Cardano/Yen (ADAJPY) Market Overview
• Cardano/Yen (ADAJPY) closed 24 hours at 100.96, down from an open of 103.3 with a high of 104.7 and low of 99.54.
• A strong bearish reversal emerged after a 4.1% drop from the session high, marked by a large engulfing candle on the 15-minute chart.
• Volatility expanded as the 15-minute Bollinger Bands widened, suggesting increased uncertainty and possible trend exhaustion.
• RSI dipped below 30 early in the session but failed to hold above it, indicating ongoing bearish pressure and potential oversold conditions.
• Volume spiked during the sell-off, confirming price weakness, but turnover diverged later as the trend stalled, hinting at waning conviction.
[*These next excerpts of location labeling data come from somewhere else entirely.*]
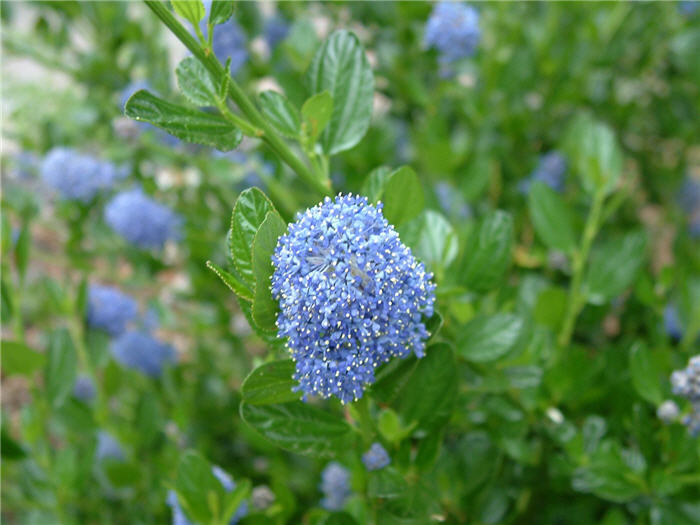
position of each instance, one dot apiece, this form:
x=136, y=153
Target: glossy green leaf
x=341, y=68
x=402, y=196
x=486, y=338
x=487, y=254
x=249, y=212
x=265, y=307
x=299, y=427
x=184, y=123
x=18, y=358
x=196, y=83
x=271, y=383
x=551, y=218
x=281, y=113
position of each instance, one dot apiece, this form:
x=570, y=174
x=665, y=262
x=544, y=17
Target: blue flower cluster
x=141, y=220
x=335, y=485
x=453, y=29
x=351, y=296
x=143, y=352
x=551, y=170
x=376, y=457
x=109, y=309
x=686, y=383
x=226, y=481
x=76, y=176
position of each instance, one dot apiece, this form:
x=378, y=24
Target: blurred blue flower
x=141, y=220
x=108, y=447
x=453, y=29
x=84, y=388
x=109, y=309
x=351, y=296
x=376, y=457
x=226, y=481
x=141, y=351
x=76, y=176
x=551, y=170
x=335, y=485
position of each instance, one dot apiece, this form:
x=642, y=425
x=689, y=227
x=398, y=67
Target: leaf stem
x=580, y=257
x=246, y=106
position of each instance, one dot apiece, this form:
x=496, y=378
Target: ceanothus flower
x=335, y=485
x=453, y=29
x=376, y=457
x=109, y=309
x=76, y=176
x=351, y=296
x=141, y=220
x=141, y=351
x=179, y=517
Cardano/Yen (ADAJPY) opened at 103.3 on October 28 at 12:00 ET-1 and closed at 100.96 at the same time the following day. The pair reached a high of 104.7 and a low of 99.54 within the 24-hour window. Total volume traded during the period was 2,145,392.7 ADAADA--, with a notional turnover of approximately ¥216,155,637.00. Price action reflected a sharp bearish reversal, particularly during the overnight hours, as sellers overwhelmed buyers.
Structure & Formations
Price formed a classic bearish engulfing pattern early in the overnight session as a large red candle fully consumed the preceding bullish candle. This pattern, combined with a key swing high at 104.7 and a pivot low at 99.54, established a short-term trading range. A potential support level emerged around ¥101.0–101.2, where price found multiple rejections throughout the session. On the 15-minute chart, a bearish flag pattern developed after the initial breakout from the high, signaling exhaustion in the bullish momentum.
Moving Averages
On the 15-minute chart, price closed below both the 20 and 50-period moving averages, indicating short-term bearish control. The 50-period line acted as a resistance-turned-support level at ¥102.3–102.4, but the pair failed to hold it. On the daily chart, the 50-period moving average sits at ¥102.8, with the 200-period line at ¥101.6, suggesting a neutral to bearish tilt for the medium term. Price remains below both 50 and 200-period lines, indicating a bearish bias.
MACD & RSI
The MACD line turned negative and crossed below the signal line, confirming bearish momentum. A bearish crossover occurred near ¥103.0, followed by a gradual divergence in the histogram, indicating weakening momentum in the short term. RSI dipped below 30 during the overnight sell-off, hinting at oversold conditions, but failed to rebound above 50, indicating a lack of follow-through buying pressure. This divergence between price and RSI suggests potential exhaustion in the bearish move.
Bollinger Bands
Bollinger Bands expanded during the sell-off, with the lower band falling to ¥99.0, and the upper band hitting ¥104.9. The price closed near the lower band, confirming a potential overextension in the bearish direction. The widening of the bands indicates rising volatility, which is typical during breakout or breakdown phases. A contraction in volatility may follow if the pair consolidates near current levels before attempting a direction.
Volume & Turnover
Volume spiked during the overnight sell-off, with large volumes recorded in the ¥103.5–104.0 range, confirming the bearish breakout. However, turnover declined during the morning hours despite continued bearish price action, indicating a possible loss of conviction among sellers. This divergence between volume and turnover could signal a potential reversal or consolidation phase in the near term. The highest volume-to-price ratio was observed in the ¥101.5–102.0 range, suggesting strong participation during the retracement.
Fibonacci Retracements
Applying Fibonacci retracements to the swing high at ¥104.7 and the swing low at ¥99.54, the 61.8% level is at ¥101.93, and the 38.2% level is at ¥102.49. Price appears to have found resistance at the 61.8% level during the morning and afternoon hours, and the 38.2% level acted as a key psychological pivot during the retracement. The 50% level at ¥102.12 was also a significant support zone. A break below ¥101.04 would extend the Fibonacci sequence into the 78.6% and 100% levels.
Backtest Hypothesis
To assess the predictive power of bearish candlestick patterns, we can integrate a backtesting strategy focusing on the bearish engulfing pattern observed in ADAJPY. A potential approach involves identifying bearish engulfing candles confirmed by a close below the midpoint of the prior candle. The strategy could then evaluate the performance of selling at the close of the engulfing candle, using a stop-loss at the high of the pattern, and a target based on a 3–5% risk-reward ratio. This method, applied to ADAJPY and similar pairs, could help quantify the probability and expectancy of such patterns, especially in conjunction with RSI and volume divergences.